[Date Prev][Date Next][Thread Prev][Thread Next][Date Index][Thread Index]
Re: [Qemu-devel] [PATCHv4 2/9] cutils: add a function to find non-zero c
From: |
Peter Lieven |
Subject: |
Re: [Qemu-devel] [PATCHv4 2/9] cutils: add a function to find non-zero content in a buffer |
Date: |
Mon, 25 Mar 2013 09:56:32 +0100 |
Am 25.03.2013 um 09:53 schrieb Orit Wasserman <address@hidden>:
> On 03/22/2013 02:46 PM, Peter Lieven wrote:
>> this adds buffer_find_nonzero_offset() which is a SSE2/Altivec
>> optimized function that searches for non-zero content in a
>> buffer.
>>
>> due to the optimizations used in the function there are restrictions
>> on buffer address and search length. the function
>> can_use_buffer_find_nonzero_content() can be used to check if
>> the function can be used safely.
>>
>> Signed-off-by: Peter Lieven <address@hidden>
>> ---
>> include/qemu-common.h | 13 +++++++++++++
>> util/cutils.c | 45 +++++++++++++++++++++++++++++++++++++++++++++
>> 2 files changed, 58 insertions(+)
>>
>> diff --git a/include/qemu-common.h b/include/qemu-common.h
>> index e76ade3..078e535 100644
>> --- a/include/qemu-common.h
>> +++ b/include/qemu-common.h
>> @@ -472,4 +472,17 @@ void hexdump(const char *buf, FILE *fp, const char
>> *prefix, size_t size);
>> #define ALL_EQ(v1, v2) ((v1) == (v2))
>> #endif
>>
>> +#define BUFFER_FIND_NONZERO_OFFSET_UNROLL_FACTOR 8
>> +static inline bool
>> +can_use_buffer_find_nonzero_offset(const void *buf, size_t len)
>> +{
>> + if (len % (BUFFER_FIND_NONZERO_OFFSET_UNROLL_FACTOR
>> + * sizeof(VECTYPE)) == 0
>> + && ((uintptr_t) buf) % sizeof(VECTYPE) == 0) {
>> + return true;
>> + }
>> + return false;
>> +}
>> +size_t buffer_find_nonzero_offset(const void *buf, size_t len);
>> +
>> #endif
>> diff --git a/util/cutils.c b/util/cutils.c
>> index 1439da4..41c627e 100644
>> --- a/util/cutils.c
>> +++ b/util/cutils.c
>> @@ -143,6 +143,51 @@ int qemu_fdatasync(int fd)
>> }
>>
>> /*
>> + * Searches for an area with non-zero content in a buffer
>> + *
>> + * Attention!
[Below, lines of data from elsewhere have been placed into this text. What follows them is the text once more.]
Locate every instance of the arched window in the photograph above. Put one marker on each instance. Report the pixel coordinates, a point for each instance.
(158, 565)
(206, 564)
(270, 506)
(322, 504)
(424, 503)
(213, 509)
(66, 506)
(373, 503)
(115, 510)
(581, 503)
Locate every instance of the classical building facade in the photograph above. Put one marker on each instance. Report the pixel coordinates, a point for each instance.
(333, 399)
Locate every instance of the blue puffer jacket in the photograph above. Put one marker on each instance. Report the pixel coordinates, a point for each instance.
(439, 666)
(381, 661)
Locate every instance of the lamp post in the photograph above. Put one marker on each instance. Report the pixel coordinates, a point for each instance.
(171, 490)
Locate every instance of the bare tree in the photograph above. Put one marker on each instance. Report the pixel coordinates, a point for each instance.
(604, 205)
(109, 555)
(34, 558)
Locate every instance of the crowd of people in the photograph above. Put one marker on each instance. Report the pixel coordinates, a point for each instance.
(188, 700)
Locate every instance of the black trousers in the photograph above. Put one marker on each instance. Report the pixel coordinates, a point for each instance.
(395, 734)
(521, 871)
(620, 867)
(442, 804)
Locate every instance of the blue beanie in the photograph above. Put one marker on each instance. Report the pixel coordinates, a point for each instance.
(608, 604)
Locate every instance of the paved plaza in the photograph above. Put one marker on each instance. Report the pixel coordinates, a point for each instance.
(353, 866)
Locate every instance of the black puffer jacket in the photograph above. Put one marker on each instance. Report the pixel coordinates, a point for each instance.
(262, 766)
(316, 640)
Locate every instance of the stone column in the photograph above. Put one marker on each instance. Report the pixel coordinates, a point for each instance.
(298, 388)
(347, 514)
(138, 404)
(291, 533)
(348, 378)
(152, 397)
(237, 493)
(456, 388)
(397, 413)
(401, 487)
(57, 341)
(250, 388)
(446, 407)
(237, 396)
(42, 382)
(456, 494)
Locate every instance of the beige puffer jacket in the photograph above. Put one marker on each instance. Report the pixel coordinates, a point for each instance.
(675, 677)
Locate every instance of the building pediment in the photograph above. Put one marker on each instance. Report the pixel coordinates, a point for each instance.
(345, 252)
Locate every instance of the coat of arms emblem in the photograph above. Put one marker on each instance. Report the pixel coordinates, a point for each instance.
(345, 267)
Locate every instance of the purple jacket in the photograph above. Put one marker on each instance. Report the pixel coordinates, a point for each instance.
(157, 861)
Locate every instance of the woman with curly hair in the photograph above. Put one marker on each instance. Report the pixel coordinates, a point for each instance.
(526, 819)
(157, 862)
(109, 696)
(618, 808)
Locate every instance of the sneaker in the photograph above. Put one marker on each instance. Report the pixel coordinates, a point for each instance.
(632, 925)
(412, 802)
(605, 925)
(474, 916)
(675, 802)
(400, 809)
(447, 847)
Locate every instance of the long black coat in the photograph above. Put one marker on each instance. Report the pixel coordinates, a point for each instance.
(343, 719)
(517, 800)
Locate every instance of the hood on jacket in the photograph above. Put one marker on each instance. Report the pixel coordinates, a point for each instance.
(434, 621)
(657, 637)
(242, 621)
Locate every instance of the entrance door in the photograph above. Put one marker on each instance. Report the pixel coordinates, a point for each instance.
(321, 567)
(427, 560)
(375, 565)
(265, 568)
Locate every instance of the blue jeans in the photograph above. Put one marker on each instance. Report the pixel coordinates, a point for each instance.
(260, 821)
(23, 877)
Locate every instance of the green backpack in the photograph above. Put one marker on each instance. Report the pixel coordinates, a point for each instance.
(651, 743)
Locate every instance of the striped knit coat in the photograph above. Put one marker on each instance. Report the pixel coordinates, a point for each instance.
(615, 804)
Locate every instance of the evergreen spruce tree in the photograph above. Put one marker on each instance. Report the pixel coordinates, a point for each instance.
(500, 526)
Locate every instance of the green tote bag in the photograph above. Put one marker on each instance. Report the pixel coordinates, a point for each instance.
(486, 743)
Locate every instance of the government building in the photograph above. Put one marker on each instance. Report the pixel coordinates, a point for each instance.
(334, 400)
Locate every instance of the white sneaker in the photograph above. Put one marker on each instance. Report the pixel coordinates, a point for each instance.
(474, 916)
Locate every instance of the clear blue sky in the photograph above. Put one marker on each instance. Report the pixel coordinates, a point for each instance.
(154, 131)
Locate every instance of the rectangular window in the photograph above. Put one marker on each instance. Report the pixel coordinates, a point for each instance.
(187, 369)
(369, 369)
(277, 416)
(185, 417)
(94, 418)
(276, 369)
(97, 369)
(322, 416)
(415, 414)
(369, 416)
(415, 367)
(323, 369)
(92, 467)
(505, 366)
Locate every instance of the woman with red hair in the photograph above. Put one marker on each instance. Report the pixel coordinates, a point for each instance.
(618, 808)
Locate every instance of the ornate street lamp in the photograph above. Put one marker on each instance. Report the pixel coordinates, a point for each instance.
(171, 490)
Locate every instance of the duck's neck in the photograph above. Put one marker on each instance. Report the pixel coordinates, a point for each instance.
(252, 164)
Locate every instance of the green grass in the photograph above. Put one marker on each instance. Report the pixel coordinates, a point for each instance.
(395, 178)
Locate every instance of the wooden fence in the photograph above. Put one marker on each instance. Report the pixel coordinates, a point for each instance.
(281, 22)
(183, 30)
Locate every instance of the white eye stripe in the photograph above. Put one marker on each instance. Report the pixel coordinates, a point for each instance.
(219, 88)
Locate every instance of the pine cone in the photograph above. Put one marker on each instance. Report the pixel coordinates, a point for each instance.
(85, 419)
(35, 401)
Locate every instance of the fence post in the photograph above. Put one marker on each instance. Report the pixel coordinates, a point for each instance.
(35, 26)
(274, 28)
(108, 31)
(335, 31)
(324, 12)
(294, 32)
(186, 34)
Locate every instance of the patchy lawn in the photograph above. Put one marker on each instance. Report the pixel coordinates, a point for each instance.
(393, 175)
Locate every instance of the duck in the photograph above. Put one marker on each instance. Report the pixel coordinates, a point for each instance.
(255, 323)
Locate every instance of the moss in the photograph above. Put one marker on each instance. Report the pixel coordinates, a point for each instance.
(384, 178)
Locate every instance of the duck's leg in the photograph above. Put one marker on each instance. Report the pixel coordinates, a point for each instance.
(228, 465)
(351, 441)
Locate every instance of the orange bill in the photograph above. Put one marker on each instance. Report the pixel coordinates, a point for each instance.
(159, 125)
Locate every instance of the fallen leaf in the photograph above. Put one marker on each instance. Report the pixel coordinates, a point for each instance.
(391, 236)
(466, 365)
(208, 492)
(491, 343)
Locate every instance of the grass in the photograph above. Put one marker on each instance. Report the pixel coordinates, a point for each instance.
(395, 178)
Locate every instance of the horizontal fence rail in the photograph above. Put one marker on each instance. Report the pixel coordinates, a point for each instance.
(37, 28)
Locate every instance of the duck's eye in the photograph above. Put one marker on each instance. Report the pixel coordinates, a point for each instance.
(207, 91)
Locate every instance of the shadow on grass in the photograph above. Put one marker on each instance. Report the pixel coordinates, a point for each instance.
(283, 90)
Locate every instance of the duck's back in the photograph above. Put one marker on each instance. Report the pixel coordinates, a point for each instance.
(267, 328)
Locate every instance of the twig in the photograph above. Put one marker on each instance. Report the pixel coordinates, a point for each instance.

The len must be a multiple of
>> + * BUFFER_FIND_NONZERO_OFFSET_UNROLL_FACTOR * sizeof(VECTYPE)
>> + * and addr must be a multiple of sizeof(VECTYPE) due to
>> + * restriction of optimizations in this function.
>> + *
>> + * can_use_buffer_find_nonzero_offset() can be used to check
>> + * these requirements.
>> + *
>> + * The return value is the offset of the non-zero area rounded
>> + * down to BUFFER_FIND_NONZERO_OFFSET_UNROLL_FACTOR * sizeof(VECTYPE).
>> + * If the buffer is all zero the return value is equal to len.
>> + */
>> +
>> +size_t buffer_find_nonzero_offset(const void *buf, size_t len)
>> +{
>> + VECTYPE *p = (VECTYPE *)buf;
>> + VECTYPE zero = ZERO_SPLAT;
>> + size_t i;
>> +
>> + assert(len % (BUFFER_FIND_NONZERO_OFFSET_UNROLL_FACTOR
>> + * sizeof(VECTYPE)) == 0);
>> + assert(((uintptr_t) buf) % sizeof(VECTYPE) == 0);
>> +
>> + if (*((const long *) buf)) {
>> + return 0;
>> + }
>> +
>> + for (i = 0; i < len / sizeof(VECTYPE);
> Why not put len/sizeof(VECTYPE) in a variable?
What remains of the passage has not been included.